Mit Relocation gegen Notstand in Griechenland

In einem am 3. März veröffentlichten Papier fordert das UNHCR die EU-Staaten darüber hinaus dringend auf, die Aufnahme von Asylwerbern im Rahmen der sogenannten Relocation aus Griechenland voranzutreiben. Würde aktuell nur die Hälfte der im September zugesagten 66.000 Relocation-Plätze zur Verfügung stehen, "könnte ein humanitärer Notstand in Griechenland verhindert werden", sagte Ruth Schöffl vom UNHCR in Wien.

Tatsächlich wurden von den bis 2017 geplanten insgesamt 160.000 Relocations bis dato nur rund 500 durchgeführt. Um die Dinge zu beschleunigen, wird in dem Papier daher unter anderem vorgeschlagen, die strengen Kriterien der Aktion zu ändern.

Statt wie derzeit nur Staatsangehörige einzubeziehen, die im vergangenen Quartal EU-weit zu über 75 Prozent Schutz erhalten haben, soll diese Vorgabe laut UNHCR auf 65 Prozent gesenkt werden. Damit könnten neben Syrern auch Afghanen EU-intern umgesiedelt werden, für die es derzeit aus Griechenland kein Fortkommen gibt.

Asylantragsstatistik: Ungarn-Kritik

Von Experten kommt indes Kritik an Interpretationen der am Montag veröffentlichten europaweiten Eurostat-Asylantragsstatistik für 2015. So haben nach Deutschland in Ungarn zwar tatsächlich die meisten Flüchtlinge um Schutz angesucht (174.245).

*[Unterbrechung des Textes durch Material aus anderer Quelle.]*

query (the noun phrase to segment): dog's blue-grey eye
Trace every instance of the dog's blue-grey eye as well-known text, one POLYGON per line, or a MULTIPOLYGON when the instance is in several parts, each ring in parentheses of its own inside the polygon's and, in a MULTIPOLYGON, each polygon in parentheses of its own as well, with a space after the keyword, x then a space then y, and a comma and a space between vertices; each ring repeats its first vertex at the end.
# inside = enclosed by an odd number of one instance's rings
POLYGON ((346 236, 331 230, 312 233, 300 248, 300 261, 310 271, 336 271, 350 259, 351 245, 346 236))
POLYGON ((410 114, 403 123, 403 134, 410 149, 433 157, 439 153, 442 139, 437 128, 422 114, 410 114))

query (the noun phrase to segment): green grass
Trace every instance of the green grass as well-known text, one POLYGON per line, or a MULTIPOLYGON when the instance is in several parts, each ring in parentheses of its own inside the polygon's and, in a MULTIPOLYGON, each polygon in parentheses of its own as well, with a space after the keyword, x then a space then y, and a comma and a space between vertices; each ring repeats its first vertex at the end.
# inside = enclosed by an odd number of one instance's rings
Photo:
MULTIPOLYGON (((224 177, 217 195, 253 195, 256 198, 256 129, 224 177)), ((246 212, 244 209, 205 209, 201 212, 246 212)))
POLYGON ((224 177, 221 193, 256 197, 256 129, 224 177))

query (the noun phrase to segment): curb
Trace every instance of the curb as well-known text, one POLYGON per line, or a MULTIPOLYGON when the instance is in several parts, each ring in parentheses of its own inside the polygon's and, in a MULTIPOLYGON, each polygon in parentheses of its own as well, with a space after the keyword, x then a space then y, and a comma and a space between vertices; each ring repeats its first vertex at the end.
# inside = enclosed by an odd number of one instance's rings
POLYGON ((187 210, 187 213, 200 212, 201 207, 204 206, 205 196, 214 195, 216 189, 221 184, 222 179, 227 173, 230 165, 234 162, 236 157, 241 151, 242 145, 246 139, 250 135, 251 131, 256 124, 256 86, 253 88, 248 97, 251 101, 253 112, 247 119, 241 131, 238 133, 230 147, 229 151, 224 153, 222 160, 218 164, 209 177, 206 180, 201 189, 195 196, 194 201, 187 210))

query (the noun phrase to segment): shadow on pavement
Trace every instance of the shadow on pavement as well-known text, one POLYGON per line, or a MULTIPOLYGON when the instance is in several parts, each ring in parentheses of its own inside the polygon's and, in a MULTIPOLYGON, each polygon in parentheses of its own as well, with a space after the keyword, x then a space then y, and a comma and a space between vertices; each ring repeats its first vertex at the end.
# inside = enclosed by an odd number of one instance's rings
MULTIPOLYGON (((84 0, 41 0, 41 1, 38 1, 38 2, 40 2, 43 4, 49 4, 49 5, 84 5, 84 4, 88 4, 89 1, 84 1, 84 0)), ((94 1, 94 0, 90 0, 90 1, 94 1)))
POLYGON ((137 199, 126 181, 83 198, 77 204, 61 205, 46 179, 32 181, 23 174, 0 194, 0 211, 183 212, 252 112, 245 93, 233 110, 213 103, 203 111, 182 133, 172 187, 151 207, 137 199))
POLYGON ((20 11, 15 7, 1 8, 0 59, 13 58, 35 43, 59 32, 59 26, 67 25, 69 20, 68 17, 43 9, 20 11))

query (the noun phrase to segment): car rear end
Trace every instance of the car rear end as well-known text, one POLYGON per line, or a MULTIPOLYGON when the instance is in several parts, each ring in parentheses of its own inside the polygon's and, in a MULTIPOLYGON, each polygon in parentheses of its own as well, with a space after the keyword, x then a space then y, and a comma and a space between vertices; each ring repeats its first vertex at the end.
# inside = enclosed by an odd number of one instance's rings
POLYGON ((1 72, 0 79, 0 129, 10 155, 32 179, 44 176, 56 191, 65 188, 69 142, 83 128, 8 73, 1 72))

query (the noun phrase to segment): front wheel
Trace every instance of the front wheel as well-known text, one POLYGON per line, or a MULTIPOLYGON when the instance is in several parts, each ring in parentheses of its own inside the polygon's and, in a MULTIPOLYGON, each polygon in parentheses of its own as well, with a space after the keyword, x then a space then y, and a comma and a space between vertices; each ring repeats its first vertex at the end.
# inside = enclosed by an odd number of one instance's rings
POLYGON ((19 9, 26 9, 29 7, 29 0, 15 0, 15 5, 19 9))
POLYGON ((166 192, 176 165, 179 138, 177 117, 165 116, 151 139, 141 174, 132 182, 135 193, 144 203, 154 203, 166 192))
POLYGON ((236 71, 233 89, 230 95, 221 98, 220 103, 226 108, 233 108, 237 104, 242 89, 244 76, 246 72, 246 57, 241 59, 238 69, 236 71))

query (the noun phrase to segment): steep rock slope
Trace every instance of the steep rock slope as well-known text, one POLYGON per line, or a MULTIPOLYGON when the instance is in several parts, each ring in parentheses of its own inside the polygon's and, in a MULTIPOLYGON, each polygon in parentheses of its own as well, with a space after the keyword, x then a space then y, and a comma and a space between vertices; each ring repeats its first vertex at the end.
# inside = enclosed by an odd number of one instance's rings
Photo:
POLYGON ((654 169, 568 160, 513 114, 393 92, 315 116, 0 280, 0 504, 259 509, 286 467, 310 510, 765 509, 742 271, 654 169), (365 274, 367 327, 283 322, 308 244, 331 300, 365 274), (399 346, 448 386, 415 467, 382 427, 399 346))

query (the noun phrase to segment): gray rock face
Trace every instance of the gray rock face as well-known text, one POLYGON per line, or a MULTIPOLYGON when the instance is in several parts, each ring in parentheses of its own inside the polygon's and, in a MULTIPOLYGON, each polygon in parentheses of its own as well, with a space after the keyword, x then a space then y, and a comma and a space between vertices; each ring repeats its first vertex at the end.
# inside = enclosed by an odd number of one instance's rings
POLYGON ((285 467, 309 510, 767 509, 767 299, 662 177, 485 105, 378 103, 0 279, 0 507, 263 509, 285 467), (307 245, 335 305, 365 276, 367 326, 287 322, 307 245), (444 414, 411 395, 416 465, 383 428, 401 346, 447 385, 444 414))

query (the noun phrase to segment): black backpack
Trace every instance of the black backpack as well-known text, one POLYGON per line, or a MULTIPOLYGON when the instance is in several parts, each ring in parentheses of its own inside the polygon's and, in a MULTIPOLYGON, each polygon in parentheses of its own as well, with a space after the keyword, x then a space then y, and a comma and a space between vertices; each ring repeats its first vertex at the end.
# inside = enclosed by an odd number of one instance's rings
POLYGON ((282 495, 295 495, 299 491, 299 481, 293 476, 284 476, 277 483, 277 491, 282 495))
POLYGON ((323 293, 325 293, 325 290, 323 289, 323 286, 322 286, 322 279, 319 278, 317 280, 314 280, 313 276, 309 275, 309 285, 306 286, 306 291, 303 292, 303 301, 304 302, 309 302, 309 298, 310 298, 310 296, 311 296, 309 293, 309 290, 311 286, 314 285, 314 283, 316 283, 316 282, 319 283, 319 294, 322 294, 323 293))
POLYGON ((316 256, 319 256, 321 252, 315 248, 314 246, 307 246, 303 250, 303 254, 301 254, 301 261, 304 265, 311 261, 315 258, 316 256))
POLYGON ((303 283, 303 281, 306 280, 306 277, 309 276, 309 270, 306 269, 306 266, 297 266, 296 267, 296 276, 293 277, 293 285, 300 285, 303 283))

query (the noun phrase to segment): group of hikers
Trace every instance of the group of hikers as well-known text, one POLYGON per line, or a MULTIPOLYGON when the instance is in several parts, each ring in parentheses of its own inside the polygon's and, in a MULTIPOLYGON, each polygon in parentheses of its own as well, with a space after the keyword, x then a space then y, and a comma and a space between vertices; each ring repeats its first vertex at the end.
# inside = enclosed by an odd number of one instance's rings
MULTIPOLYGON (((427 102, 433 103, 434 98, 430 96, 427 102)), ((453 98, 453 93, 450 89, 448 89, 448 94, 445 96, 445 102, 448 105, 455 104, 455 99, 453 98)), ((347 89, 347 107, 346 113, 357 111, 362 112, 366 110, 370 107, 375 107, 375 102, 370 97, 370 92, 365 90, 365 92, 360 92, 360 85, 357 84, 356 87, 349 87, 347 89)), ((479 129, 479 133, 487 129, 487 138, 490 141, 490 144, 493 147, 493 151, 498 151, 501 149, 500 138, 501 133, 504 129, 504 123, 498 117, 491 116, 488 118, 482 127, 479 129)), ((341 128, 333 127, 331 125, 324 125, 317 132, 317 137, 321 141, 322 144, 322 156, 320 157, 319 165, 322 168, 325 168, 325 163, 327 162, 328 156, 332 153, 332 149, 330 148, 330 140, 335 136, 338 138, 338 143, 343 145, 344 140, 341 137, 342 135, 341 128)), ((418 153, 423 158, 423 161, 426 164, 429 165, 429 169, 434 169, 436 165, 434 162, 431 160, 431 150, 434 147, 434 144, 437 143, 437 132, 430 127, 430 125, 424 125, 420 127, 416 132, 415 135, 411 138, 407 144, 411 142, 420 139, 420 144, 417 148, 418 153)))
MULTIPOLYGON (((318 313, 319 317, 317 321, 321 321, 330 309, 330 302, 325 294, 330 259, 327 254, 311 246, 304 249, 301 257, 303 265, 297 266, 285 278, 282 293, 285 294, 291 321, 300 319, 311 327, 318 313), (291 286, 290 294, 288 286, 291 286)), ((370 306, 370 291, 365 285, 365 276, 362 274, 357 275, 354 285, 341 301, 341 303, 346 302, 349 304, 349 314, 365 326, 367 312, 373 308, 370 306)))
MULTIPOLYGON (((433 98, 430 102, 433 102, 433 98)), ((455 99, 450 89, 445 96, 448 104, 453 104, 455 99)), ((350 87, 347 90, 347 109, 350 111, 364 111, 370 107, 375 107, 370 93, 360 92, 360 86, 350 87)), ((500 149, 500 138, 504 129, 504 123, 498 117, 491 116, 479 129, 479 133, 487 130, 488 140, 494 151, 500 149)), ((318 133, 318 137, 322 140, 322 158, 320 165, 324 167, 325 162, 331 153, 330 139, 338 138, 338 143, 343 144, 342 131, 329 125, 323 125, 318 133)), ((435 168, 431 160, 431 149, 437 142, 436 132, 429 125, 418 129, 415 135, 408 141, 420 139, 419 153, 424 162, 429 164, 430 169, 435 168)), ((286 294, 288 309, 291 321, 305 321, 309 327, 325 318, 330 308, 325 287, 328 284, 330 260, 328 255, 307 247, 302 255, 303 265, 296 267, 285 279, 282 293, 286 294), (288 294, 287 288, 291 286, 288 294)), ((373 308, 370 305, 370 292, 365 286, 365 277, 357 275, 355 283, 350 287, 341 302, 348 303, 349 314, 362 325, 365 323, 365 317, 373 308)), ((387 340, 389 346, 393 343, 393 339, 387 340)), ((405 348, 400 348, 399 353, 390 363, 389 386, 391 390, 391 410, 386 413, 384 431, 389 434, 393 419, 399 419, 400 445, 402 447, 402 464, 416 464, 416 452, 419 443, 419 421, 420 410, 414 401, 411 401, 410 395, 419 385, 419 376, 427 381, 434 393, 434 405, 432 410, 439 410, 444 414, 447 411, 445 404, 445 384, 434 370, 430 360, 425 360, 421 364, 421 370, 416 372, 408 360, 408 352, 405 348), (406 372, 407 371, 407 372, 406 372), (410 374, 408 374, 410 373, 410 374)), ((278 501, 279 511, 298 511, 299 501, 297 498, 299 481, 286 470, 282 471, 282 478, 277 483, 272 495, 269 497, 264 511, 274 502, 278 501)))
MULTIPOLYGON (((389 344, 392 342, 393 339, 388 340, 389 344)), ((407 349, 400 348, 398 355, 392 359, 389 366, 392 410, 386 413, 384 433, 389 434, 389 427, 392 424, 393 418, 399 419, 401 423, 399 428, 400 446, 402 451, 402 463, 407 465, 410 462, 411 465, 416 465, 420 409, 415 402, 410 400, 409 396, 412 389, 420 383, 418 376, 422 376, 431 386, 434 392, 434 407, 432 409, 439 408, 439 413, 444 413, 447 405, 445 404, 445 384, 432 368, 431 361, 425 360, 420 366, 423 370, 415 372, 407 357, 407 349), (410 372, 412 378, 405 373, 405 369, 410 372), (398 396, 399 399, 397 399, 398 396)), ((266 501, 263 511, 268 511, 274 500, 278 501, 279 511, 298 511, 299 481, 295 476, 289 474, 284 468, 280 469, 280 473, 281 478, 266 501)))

Doch, so Herbert Langtahler von der Asylkoordination, "95 Prozent der Antragsteller sind rasch wieder ausgereist". Bezogen auf die Bevölkerungszahl trügen also Schweden (mit 154.960 Anträgen) und Österreich (85.360 Anträge) für die meisten Flüchtlinge Sorge. (Irene Brickner, 9.3.2016)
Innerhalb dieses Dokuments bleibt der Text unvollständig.